Last spring we made our first attempt at learning to prune blackberries. Honestly, I held out little hope that it would go well because I was so confused by all of the different methods for the different types of blackberries to choose from. Erect, Semi-Erect, Trailing, Semi-Trailing… er.. are the Semi-‘s the same? Which canes are the floricanes or primocanes? We didn’t even know where to start because we hadn’t a clue what type they were!
From examining the habits of the blackberry’s canes, to the color of their flowers, to even looking at the seeds under a microscope because different varieties have differently shaped seeds, I tried everything. I never came to any definitive conclusions. So we made a shot in the dark and did our best.
A year later, and I’m not any closer to determining the variety, nor can I remember what method of pruning we even settled upon (not that it did the brambles any favors for our harvest was incredibly meager.)

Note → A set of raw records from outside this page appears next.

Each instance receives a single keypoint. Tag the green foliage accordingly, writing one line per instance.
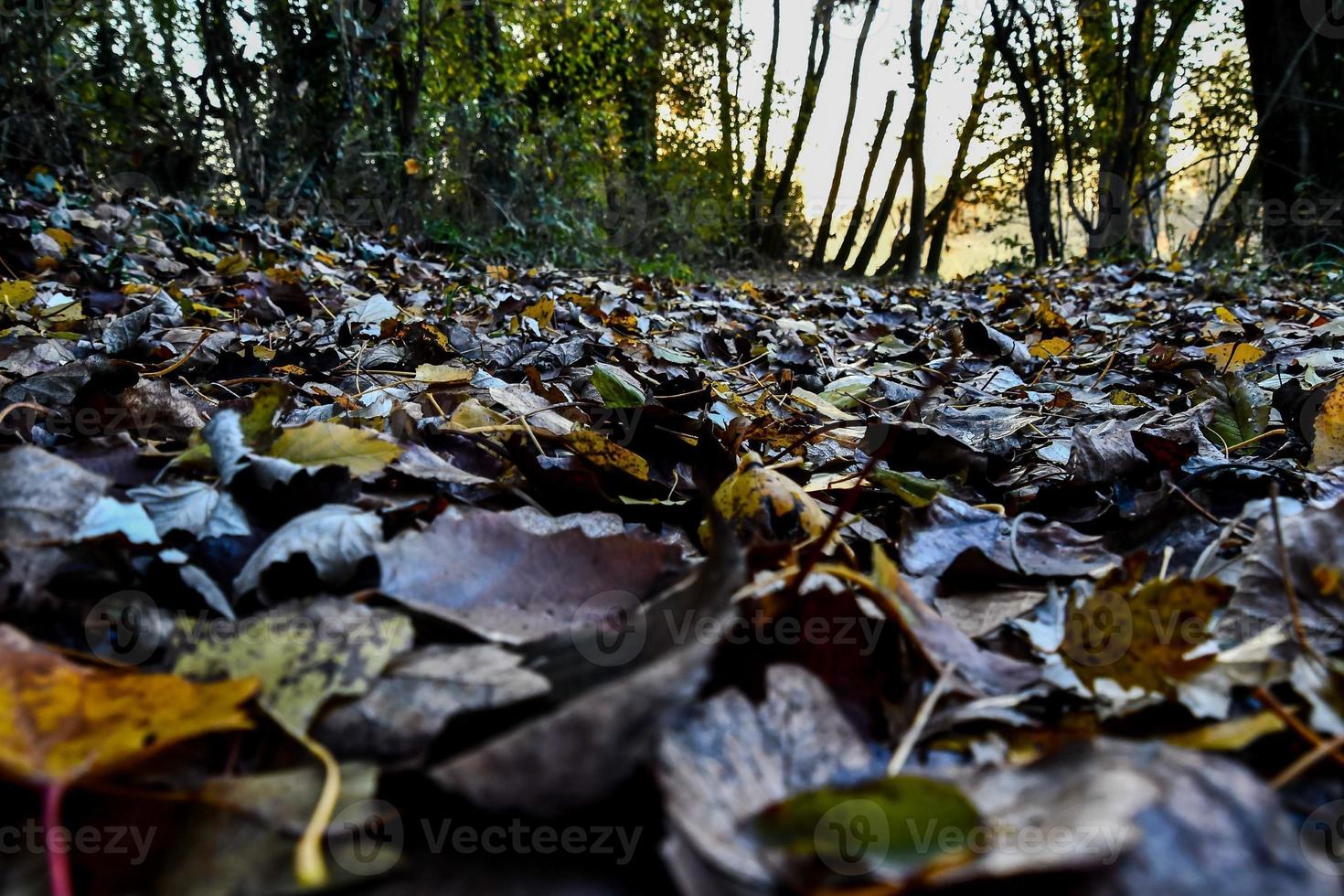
(563, 132)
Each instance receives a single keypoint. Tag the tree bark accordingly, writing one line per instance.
(921, 68)
(1297, 68)
(773, 240)
(857, 217)
(957, 182)
(755, 220)
(818, 251)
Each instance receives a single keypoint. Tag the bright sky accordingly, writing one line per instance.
(886, 66)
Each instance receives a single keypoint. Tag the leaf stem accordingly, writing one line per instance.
(58, 853)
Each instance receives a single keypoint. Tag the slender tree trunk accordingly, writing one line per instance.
(1035, 113)
(774, 237)
(1297, 68)
(755, 223)
(957, 186)
(857, 215)
(1151, 191)
(818, 251)
(726, 129)
(921, 68)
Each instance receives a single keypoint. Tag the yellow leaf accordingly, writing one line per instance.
(1141, 635)
(200, 254)
(1047, 316)
(542, 312)
(16, 292)
(62, 238)
(1328, 445)
(1232, 735)
(231, 265)
(766, 506)
(1126, 400)
(1051, 347)
(1232, 357)
(606, 454)
(60, 721)
(325, 443)
(443, 374)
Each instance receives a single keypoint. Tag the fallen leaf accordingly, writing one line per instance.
(60, 723)
(315, 445)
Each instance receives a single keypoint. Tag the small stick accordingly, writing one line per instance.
(1287, 577)
(912, 736)
(1307, 762)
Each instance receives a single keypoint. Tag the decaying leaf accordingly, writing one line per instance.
(1328, 445)
(60, 723)
(766, 506)
(1141, 635)
(319, 443)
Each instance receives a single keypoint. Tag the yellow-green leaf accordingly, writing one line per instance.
(60, 721)
(323, 443)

So we settled on doing it the way all the Amish in our area prune their thornless blackberries, regardless of cane habit. It is incredibly easy to do (and remember!) And since we had a bumper crop the year we moved in here (when the brambles had been Amish-pruned blackberries), I hoped they would do much better!

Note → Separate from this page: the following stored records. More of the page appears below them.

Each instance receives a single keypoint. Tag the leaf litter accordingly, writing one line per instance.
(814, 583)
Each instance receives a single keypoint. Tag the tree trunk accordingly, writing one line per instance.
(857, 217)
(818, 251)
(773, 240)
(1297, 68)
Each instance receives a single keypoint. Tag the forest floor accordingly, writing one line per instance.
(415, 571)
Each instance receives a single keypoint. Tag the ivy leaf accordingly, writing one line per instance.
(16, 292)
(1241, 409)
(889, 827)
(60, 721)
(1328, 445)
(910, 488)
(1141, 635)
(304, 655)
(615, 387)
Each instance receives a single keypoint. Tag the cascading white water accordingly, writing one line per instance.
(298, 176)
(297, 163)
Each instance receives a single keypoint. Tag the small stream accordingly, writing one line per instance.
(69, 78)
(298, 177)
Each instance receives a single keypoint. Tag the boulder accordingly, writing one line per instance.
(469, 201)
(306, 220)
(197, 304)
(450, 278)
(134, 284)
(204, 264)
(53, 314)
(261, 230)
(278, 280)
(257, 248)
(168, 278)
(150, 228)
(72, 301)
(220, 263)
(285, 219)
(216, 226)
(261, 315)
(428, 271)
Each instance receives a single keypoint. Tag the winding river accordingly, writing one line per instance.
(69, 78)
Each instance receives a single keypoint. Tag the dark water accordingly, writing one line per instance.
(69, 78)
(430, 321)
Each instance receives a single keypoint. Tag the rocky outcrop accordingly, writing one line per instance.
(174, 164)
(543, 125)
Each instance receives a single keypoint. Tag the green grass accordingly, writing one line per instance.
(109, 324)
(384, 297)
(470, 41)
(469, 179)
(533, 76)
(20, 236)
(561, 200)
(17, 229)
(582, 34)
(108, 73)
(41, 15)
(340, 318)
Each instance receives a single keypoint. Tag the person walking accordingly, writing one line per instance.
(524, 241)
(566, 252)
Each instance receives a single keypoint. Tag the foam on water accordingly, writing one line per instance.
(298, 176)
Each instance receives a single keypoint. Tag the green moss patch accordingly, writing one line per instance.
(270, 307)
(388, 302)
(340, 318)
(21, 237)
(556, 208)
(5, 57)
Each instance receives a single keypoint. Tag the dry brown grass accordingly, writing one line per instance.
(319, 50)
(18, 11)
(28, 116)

Since we first began to prune blackberries using this method, the years where the flowers weren’t weather-damaged we have had fantastic harvests. Last year, I had so many berries I had enough to eat fresh, make into a beautiful jam, and ferment into the most amazing Blackberry Melomel.
How to Prune Blackberries
• Select 4-6 healthy, thick-stemmed canes to keep and then remove the rest. Show above is before of one blackberry plant, below is after where I saved the best 5 canes.

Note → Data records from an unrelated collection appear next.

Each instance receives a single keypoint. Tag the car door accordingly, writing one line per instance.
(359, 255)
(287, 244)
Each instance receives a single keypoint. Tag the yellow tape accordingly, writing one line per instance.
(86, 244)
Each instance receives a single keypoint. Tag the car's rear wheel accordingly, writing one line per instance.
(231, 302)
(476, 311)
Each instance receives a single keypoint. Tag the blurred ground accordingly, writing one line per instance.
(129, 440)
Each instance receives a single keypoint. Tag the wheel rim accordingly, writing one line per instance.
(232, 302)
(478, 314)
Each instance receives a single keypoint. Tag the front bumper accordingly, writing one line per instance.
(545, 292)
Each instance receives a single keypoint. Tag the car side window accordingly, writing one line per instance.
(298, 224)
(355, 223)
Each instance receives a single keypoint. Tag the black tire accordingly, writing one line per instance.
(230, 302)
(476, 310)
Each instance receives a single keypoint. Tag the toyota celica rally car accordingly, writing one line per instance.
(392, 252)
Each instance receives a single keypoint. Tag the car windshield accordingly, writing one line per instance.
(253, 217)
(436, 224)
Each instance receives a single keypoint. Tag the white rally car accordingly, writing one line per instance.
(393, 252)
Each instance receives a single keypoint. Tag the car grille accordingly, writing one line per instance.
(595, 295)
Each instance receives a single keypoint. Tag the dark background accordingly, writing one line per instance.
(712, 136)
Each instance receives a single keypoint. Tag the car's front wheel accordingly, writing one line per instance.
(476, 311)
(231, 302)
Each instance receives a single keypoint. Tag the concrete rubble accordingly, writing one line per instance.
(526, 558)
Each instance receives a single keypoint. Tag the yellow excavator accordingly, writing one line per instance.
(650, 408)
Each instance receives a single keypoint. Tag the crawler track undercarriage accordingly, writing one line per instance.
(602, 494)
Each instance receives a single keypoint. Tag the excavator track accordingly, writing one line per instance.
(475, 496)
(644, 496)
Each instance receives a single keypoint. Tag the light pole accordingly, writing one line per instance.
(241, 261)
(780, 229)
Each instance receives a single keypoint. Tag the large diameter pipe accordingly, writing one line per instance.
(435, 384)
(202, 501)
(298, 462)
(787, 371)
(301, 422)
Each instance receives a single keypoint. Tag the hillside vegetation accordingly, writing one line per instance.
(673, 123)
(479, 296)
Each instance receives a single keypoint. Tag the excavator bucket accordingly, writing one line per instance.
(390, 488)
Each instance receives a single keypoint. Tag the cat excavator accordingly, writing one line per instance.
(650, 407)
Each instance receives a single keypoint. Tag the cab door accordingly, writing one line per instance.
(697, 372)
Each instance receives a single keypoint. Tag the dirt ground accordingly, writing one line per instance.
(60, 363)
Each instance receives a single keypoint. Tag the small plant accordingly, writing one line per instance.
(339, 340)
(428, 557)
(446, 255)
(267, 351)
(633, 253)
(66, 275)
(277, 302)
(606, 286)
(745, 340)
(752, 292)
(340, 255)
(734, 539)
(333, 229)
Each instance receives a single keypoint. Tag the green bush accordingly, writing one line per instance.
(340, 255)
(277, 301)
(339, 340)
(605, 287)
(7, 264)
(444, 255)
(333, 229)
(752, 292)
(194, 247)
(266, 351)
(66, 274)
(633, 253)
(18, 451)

• Remove all laterals between 12-18″ from the ground. (See above photo.)
Shorten the height of long canes by cutting them back to 5-6 feet tall. (Not pictured.) That’s pretty easy. For most of us, we can just trim them back to our body height. Unless you’re over 6 feet tall. Either way, I bet my canes will be shorter than yours.
• Trim back all remaining laterals to 12-18″ long. (Pictured above.) So that would be any and all laterals on each cane that are above that 12-18″ mark in Step #2.